Jake observes the scenery. The sun is in the sky. It shines on the houses below. There are trees. There is grass. There are peasants.
How does all this make Jake feel? Who the fuck knows! And who the fuck cares! Jake is a man and he doesn't feel. He observes and drinks and fishes and watches bullfights! He has no use for feelings!
You see, Jake, is a man. Even though he is impotent, he is more of a man than any of his fey companions. His companions sicken at the sight of the bullfights -- they are not real aficionados. He is a real aficionado. Jake fishes fish, guts them, and cooks them. His companions, though, blow off fishing to spend time with lady friends in hotels the next town over. Jake drinks but doesn't get drunk. His companions, though, can't hold their liquor.
And at least one of his companions doesn't like to box. The nerve!
But Jake's companions -- these fey men who prefer to fuck the ladies rather than kill the fishies -- are fucking Jake's special lady friend, Brett.
Brett, you see, is not like other ladies. She bangs the men. She flirts. She fucks matadors. She drinks. She has a man's name. She gets along with Jake like a house on fire because she also has no use for emotions or sentimentality or softness. She is, basically, Jake in a skirt.
Jake and Brett, meanwhile, can't stand Robert Cohn, the guy who doesn't like to box and who thinks the bullfights will make him sick. He's not a real man by any stretch of the imagination, and plus he's Jewish. This is pointed out prettymuch every second page.
Now, let me just pause for a moment from the plot to say that I really wish my ancient Scribner edition from 1954 had been annotated because I'm pretty sure I'm missing context. The Sun Also Rises was published in 1926 when the lingo and mores were different. For example, Robert Cohn keeps being referred to as "the Jew" or "that Jew". I don't know how to interpret this. Why is the fact that he's Jewish important to the plot? Is the assumption that Jewish men aren't real men? Is it just that that's how people talked? I don't know. Some context would have been nice.
Similarly, all the characters occasionally say that they're doing things because "they're tight". I have no idea what that means. At first I thought it meant that they had no cash. Then I thought it meant they were drunk. I thought the drunk interpretation (which is the Internet's favourite interpretation) was the correct one until I met some passage where it didn't seem to make sense.

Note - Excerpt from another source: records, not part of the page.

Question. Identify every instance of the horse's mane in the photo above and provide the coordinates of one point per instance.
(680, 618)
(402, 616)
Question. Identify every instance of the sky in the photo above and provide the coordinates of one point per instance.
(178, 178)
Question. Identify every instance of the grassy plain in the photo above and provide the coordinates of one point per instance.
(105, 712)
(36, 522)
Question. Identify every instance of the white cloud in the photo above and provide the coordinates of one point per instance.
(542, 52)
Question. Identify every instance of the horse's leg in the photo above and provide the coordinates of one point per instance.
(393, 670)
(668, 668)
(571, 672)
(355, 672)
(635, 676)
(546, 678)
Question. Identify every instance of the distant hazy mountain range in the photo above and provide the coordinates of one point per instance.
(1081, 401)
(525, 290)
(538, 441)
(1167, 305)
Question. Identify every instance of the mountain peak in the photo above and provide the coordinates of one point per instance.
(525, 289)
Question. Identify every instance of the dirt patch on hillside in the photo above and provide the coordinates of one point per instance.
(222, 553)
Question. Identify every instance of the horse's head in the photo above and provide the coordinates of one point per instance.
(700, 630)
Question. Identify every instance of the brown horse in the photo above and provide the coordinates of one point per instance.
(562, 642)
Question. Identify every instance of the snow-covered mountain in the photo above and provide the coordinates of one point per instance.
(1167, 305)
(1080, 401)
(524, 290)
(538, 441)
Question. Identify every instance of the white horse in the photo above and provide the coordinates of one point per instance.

Back to the actual story. From what I can tell the entire book is about what makes a man a man. A man is a guy who, if he feels an emotion, won't let on that he has. A man is a guy who can catch his own food, clean it and cook it; he is self-sufficient in the Wilds. A man is a guy who likes danger and likes to conquer danger, even if that means taunting a bull and killing it. And a man is a guy who digs watching some other guy taunt a bull and then kill it for no particularly good reason.
And dammit, a real man doesn't tell you how he feels about the bullfights or the fishing!

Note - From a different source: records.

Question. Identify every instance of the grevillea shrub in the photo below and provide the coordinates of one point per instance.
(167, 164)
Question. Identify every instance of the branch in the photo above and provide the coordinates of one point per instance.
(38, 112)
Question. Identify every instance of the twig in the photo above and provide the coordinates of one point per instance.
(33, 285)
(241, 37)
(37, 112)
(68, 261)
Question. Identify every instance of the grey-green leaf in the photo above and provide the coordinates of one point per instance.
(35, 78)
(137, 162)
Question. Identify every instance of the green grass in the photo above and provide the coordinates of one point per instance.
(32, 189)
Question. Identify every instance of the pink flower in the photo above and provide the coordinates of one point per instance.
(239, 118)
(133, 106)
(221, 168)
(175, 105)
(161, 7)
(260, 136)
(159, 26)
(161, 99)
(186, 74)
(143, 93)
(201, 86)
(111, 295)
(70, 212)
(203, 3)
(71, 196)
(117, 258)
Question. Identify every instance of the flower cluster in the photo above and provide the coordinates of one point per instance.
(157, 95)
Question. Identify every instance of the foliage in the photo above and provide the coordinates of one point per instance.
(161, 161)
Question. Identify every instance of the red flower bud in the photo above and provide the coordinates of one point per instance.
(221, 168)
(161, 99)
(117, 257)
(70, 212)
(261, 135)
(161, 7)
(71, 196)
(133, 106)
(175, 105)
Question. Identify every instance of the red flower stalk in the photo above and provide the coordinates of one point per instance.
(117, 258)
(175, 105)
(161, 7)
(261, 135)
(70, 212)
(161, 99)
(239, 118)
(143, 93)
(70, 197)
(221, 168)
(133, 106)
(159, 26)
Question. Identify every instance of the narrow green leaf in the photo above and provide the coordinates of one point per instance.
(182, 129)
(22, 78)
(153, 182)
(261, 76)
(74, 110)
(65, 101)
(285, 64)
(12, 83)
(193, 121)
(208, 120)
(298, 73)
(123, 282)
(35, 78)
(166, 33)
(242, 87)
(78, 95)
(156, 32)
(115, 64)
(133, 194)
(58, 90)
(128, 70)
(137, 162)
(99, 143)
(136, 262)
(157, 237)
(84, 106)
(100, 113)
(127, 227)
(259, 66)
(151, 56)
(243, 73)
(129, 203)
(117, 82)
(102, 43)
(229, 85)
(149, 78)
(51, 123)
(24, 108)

Jake, our narrator and hero, being a real man, doesn't give you any insight into his or anyone else's state of mind, personality, or emotions. He just states the facts that he observes. While I understand that this is A Thing (the Iceberg Style of writing...where everything is under the surface), I don't have to like it. In fact, I hate it. Aside from making the prose choppy and -- let me be blunt here -- boring, it caused me to feel absolutely nothing for any of the characters. In fact, I felt more investment in the peasants in the bus with Jake than I did for any of the main characters. I honestly couldn't have cared less about these characters.
So in the end what I got from the book is that Spanish peasants in the 1920s were nice, generous, sharing, fun people who liked to drink wine out of leather pouches.
Oh, and that the one thing that doesn't make a man is a penis, working or otherwise.